Signal-Aware Workload Shifting Algorithms with Uncertainty-Quantified Predictors

Abstract

A wide range of sustainability and grid-integration strategies depend on workload shifting, which aligns the timing of energy consumption with external signals such as grid curtailment events, carbon intensity, or time-of-use electricity prices. The main challenge lies in the online nature of the problem: operators must make real-time decisions (e.g., whether to consume energy now) without knowledge of the future. While forecasts of signal values are typically available, prior work on learning-augmented online algorithms has relied almost exclusively on simple point forecasts.
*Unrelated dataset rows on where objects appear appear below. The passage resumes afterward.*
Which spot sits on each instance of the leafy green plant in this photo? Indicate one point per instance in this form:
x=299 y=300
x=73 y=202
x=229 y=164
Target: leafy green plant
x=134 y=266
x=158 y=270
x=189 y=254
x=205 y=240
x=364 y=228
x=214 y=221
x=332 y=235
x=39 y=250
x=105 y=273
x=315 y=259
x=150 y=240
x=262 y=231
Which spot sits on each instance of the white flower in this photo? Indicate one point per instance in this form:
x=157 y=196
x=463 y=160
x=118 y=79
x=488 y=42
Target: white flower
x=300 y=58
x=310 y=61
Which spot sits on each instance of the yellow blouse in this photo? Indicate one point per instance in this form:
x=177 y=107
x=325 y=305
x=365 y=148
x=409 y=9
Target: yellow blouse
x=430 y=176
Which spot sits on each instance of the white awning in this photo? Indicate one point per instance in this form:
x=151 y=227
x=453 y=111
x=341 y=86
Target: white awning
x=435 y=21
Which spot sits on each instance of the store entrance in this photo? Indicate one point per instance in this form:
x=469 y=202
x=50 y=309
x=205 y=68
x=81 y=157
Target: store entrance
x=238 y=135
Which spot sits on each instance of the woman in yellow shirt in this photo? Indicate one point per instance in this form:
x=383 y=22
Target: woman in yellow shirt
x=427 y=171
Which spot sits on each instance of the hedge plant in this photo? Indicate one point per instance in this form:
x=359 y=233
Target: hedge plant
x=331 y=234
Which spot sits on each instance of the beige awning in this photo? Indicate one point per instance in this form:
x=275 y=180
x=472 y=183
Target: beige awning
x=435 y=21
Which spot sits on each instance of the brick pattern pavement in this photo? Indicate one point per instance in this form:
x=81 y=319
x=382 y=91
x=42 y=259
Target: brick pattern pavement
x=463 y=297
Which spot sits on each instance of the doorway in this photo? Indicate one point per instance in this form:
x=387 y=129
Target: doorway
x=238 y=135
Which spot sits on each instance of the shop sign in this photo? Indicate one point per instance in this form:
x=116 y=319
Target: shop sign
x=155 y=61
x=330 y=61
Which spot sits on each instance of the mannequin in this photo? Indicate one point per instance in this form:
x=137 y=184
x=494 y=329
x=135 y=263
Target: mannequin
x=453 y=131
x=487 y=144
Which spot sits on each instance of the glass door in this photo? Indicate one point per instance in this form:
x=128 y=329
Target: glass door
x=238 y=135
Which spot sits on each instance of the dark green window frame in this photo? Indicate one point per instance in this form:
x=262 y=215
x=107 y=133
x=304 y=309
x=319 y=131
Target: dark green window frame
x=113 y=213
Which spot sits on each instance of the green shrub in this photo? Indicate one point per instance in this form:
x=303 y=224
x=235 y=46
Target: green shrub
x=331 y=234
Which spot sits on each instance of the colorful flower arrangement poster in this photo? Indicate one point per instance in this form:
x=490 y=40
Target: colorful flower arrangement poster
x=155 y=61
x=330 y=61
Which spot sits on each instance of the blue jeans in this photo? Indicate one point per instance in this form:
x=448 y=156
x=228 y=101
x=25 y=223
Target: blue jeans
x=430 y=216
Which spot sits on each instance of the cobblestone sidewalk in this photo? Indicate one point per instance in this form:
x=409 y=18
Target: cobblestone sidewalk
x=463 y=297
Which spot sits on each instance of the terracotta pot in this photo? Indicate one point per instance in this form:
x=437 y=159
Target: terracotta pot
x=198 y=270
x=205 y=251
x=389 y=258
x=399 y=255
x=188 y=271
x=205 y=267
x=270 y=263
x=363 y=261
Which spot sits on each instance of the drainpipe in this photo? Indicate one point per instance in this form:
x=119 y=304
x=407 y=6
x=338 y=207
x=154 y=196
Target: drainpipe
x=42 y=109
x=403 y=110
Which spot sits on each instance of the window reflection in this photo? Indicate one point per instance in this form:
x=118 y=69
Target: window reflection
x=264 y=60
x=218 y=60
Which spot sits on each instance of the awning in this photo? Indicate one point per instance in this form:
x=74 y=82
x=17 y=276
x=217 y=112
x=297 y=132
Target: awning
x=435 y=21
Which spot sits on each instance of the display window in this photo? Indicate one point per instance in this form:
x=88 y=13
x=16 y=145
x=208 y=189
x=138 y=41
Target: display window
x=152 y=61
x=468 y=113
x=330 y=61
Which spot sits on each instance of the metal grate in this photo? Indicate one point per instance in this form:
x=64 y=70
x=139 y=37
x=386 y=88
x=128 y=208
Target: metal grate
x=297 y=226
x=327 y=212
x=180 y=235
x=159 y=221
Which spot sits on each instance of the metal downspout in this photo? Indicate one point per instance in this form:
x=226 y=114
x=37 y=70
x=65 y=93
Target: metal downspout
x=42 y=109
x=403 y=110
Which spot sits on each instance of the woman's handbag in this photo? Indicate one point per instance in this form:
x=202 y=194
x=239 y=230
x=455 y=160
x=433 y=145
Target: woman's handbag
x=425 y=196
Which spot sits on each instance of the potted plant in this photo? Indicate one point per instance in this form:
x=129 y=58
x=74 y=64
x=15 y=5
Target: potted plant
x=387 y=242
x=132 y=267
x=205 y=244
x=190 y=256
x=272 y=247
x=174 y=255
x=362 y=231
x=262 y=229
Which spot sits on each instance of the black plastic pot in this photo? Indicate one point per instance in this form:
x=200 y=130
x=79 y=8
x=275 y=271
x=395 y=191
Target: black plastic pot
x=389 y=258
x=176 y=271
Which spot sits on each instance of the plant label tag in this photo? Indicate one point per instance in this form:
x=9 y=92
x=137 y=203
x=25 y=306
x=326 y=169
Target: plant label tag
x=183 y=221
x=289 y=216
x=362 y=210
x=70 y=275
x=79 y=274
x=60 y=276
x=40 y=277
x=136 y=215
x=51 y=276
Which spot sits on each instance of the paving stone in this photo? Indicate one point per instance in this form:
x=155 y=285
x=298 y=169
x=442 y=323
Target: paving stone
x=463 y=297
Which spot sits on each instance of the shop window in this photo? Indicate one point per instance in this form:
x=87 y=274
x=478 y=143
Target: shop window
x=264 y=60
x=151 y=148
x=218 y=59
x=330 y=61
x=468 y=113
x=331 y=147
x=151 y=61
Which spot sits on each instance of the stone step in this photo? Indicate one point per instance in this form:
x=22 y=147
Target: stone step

In parallel, the forecasting research has made significant progress in uncertainty quantification (UQ), which provides richer and more fine-grained predictive information. In this paper, we study how online workload shifting can leverage UQ predictors to improve decision-making. We introduce UQ-Advice, a learning-augmented algorithm that systematically integrates UQ forecasts through a decision uncertainty score that measures how forecast uncertainty affects optimal future decisions. By introducing UQ-robustness, a new metric that characterizes how performance degrades with forecast uncertainty, we establish theoretical performance guarantees for UQ-Advice. Finally, using trace-driven experiments on carbon intensity and electricity price data, we demonstrate that UQ-Advice consistently outperforms robust baselines and existing learning-augmented methods that ignore uncertainty.